New Nanodevice Creates a Near Perfect Electron Stream 98
SchrodingerZ writes "Scientists from the National Physics Laboratory of the United Kingdom have teamed up with the University of Cambridge to create a new electron pump that creates a single electron stream. "The device drives electrical current by manipulating individual electrons, one-by-one at very high speed." The pump takes single electrons, and pushes it over a barrier with an indent for the electron to fall into, and is then sent to the opposite side of the barrier with astounding precision. "By employing this technique, the team were able to pump almost a billion electrons per second, 300 times faster than the previous record for an accurate electron pump set at the National Institute of Standards and Technology (NIST) in the USA in 1996." Although the current was very small (150 picoamperes), this event could cause a shift from the ampere measure of current to a smaller, more precise unit of measurement for electrical current."

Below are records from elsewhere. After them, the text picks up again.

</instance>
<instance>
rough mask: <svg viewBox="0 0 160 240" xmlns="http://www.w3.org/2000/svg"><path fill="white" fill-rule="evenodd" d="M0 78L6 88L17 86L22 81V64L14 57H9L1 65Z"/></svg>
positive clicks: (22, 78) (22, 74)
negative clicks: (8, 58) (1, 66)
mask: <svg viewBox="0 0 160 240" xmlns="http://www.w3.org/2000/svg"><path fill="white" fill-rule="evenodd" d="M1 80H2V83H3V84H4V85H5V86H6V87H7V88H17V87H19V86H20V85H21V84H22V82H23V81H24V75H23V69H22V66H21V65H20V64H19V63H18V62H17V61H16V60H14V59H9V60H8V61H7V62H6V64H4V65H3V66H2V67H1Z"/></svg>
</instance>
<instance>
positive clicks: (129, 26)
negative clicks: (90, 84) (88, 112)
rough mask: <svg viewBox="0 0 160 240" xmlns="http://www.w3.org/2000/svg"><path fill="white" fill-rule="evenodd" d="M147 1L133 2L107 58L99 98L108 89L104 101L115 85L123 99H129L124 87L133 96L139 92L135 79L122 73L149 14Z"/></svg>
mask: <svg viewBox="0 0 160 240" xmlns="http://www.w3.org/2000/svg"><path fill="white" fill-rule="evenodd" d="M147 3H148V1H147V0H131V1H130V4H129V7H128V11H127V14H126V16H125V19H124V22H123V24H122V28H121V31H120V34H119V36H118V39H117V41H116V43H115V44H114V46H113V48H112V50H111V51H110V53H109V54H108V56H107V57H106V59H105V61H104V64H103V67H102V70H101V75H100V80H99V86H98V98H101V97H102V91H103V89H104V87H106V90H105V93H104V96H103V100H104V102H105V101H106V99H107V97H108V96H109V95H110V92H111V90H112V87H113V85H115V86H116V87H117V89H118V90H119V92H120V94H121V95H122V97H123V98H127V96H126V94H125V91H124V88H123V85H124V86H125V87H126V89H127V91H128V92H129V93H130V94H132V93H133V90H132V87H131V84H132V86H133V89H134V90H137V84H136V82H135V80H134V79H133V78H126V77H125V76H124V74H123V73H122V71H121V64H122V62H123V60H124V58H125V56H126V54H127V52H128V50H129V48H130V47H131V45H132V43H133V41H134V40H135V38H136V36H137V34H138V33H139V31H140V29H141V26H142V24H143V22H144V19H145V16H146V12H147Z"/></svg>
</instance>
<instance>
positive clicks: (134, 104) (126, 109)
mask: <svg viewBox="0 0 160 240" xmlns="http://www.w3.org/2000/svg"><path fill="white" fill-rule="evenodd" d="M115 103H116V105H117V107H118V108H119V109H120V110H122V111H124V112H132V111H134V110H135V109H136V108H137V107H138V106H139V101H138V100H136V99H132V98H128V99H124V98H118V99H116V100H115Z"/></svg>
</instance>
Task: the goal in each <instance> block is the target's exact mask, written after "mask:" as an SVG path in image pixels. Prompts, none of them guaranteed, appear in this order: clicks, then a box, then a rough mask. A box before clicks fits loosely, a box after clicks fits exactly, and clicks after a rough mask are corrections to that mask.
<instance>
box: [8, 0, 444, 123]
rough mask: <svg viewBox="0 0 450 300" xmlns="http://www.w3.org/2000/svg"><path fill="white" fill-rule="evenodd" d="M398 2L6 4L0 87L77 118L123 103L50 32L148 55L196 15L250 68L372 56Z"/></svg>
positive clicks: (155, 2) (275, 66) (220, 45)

Re:Practical applications/implications of this? (Score:2, Informative)
Really obvious one, very accurate lab current standard (hook a electron pump up to a clock derived from a rubidium gas cell standard).
1A = 6.241x10^18 electrons/second (Score:5, Informative)
A billion electrons per-second = 1x10^9 which is a lot less than 1A.
A billion electrons per-second = 10^9/6.241x10^18 = 0.160nA = 160pA = 160x10^(-12) A (160 pico-amperes so pretty much the number in the article).
So while this might be a whole wack load electrons for this type of device it really is not much.
Also it might make you respect your hose wiring a little more.
Your 200A house service is (200*1A) = 1.2482x10^21 electrons per second.
Re:OMG, Maxwell's Demon! (Score:4, Informative)
The computation/observation needed for the demon to do his thing exceeds the energy made available by doing so.
Nice. Closer to absolute measurements. (Score:5, Informative)
The idea here is to define the ampere as N electrons per second. This may make that possible. The number is around 6.241 Ã-- 10^18 electrons per second. Direct counts of electrons allow a precise, repeatable way to define an amp.
The goal is to define the fundamental units from measurable properties of the universe, so that reproduceable standards can be constructed. That's been achieved for time and length, but not mass. You can buy an atomic clock that gets its time measurement from the definition of the second. (HP used to make those, but that business was sold off from Agilent in 2006.) There's a method with a Kr-86 light source and interferometers to count out a meter in wavelengths of light. But there's no corresponding standard for mass. Mass is tied to a physical 1Kg weight stored in France, and everything has to be traced back to that, with each successive derived standard kilogram a little less accurate.
A kilogram ought to be defined as N atoms of something, but atom counting isn't quite good enough yet. There's a plan to define mass through the Planck constant, which means tying the standard of mass to the standard of current.
Three fundamental units are sufficient to lock down all the other units, and this is a step towards doing that.
Re:1A = 6.241x10^18 electrons/second (Score:2, Informative)
Your house service is AC at a nice integer frequency, so you end up with 0 electrons per second.
Re:The last sentence (Score:3, Informative)
Sorry but no.
Ampers measures electric current flow.
Volts mesaures voltage potencial.
In some cases there is a relationship (by the means of an ideal source and an ideal resistor), but "Amps is dependent on voltage only in a specific case".